Judge: Absa 'acted in good faith' when severing ties with Hlongwane

Fana Hlongwane
Fana Hlongwane
Sapa File Photo

Cape Town – The High Court in Pretoria upheld Absa’s decision to close the bank accounts of controversial businessman Fana Hlongwane, controversial for his role in the arms deal. 

The Sunday Times reported that Judge Nomonde Mngqibisa-Thusi on Thursday said the bank had acted in good faith and Hlongwane could not force it to supply him with all the documents it used to make its decision.

The court ruling came after Hlongwane had tried to force Absa, under the Promotion of Access to Information Act (Paia), to disclose what information it had taken into consideration when it closed his accounts in 2013. 

Absa closed Hlongwane's accounts, which had multimillion-rand balances, in August 2013 after he was classified as a "politically exposed person" and a "high-risk client".

Hlongwane was of the view that Absa had infringed upon his constitutional rights and had acted unfairly towards him. 

In 2010 the Sunday Times had documents in its possession that showed the businessman had been indirectly paid more than R200-million by British defence company BAE and its agents. It is suspected the cash was used to bribe officials.

At the time, Absa suspected that some of Hlongwane's accounts might have violated the bank’s anti-money-laundering policies.

In court papers, Marthinus Janse van Rensburg, Absa's general counsel for Africa shared services disclosed that the Seriti Commission - appointed by President Jacob Zuma to investigate allegations of fraud and corruption in the arms deal - had requested information from Absa about one or more of Hlongwane's accounts.

In April this year, Zuma released the findings of the Seriti Commission of Inquiry into the 1999 multi-billion rand arms deal, and declared there had been no fraud and corruption involved in the procurement process.

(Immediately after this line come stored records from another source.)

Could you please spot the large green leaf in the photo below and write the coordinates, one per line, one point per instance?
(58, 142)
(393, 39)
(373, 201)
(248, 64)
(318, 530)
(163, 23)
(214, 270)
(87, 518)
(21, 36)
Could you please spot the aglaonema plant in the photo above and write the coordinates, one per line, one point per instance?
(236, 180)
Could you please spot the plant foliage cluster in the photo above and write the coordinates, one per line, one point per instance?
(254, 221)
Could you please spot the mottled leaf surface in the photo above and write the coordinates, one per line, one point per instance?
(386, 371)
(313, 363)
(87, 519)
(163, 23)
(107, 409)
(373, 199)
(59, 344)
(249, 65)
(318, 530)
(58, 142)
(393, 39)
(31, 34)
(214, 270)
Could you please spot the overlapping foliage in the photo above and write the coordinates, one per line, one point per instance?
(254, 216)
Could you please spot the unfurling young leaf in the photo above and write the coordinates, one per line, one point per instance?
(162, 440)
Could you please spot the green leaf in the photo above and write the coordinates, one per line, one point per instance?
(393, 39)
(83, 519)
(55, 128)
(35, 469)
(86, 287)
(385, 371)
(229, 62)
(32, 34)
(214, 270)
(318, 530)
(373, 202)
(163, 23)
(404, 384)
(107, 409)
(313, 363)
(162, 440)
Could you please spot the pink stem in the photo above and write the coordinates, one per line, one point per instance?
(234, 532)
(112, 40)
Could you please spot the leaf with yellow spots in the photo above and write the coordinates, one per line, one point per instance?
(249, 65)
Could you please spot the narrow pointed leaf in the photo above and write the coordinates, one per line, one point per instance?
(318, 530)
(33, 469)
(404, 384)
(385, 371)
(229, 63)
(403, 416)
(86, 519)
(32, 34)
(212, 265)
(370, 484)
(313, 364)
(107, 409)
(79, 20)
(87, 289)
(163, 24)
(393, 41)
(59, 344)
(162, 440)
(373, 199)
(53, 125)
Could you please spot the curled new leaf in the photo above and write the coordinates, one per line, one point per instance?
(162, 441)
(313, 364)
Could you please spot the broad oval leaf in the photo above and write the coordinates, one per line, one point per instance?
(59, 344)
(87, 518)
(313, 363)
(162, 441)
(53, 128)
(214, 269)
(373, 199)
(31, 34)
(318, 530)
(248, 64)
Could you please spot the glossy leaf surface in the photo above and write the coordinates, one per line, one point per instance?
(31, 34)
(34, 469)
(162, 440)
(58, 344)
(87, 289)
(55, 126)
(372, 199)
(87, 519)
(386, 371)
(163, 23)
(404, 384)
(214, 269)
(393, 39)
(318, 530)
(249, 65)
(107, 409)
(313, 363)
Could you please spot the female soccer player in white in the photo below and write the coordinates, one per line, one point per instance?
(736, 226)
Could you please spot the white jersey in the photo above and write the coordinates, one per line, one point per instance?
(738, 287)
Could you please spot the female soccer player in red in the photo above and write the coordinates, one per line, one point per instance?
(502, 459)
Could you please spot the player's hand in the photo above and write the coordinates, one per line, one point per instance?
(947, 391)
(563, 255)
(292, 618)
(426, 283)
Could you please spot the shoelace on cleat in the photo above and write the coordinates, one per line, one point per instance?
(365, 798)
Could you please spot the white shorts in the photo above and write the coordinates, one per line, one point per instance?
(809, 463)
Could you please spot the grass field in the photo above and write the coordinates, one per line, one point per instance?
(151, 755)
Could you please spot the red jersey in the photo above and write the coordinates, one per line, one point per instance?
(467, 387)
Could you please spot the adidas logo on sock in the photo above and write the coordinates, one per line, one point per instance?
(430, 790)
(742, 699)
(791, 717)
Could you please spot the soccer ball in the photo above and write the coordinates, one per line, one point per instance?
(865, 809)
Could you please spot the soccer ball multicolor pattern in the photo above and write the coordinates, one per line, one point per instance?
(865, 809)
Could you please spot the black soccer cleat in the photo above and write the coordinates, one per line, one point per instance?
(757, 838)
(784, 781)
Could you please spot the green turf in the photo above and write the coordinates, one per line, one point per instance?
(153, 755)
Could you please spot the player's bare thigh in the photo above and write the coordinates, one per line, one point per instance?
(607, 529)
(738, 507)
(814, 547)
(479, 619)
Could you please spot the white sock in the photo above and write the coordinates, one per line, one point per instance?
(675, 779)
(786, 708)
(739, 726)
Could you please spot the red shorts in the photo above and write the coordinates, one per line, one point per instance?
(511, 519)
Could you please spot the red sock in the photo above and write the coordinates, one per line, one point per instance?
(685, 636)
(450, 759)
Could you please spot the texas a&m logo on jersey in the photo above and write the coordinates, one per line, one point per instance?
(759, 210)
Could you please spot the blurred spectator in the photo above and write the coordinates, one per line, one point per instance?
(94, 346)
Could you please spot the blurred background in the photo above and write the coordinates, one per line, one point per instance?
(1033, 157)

The commission began its hearings in August 2013.

In the arms deal, government acquired, among other items, 26 Gripen fighter aircraft, 24 Hawk lead-in fighter trainer aircraft for the SA Air Force, and frigates and submarines for the SA Navy.

During the release of the findings, Zuma said the commission had concluded that there was no room for it to "draw adverse inferences, inconsistent with the direct, credible evidence presented to it".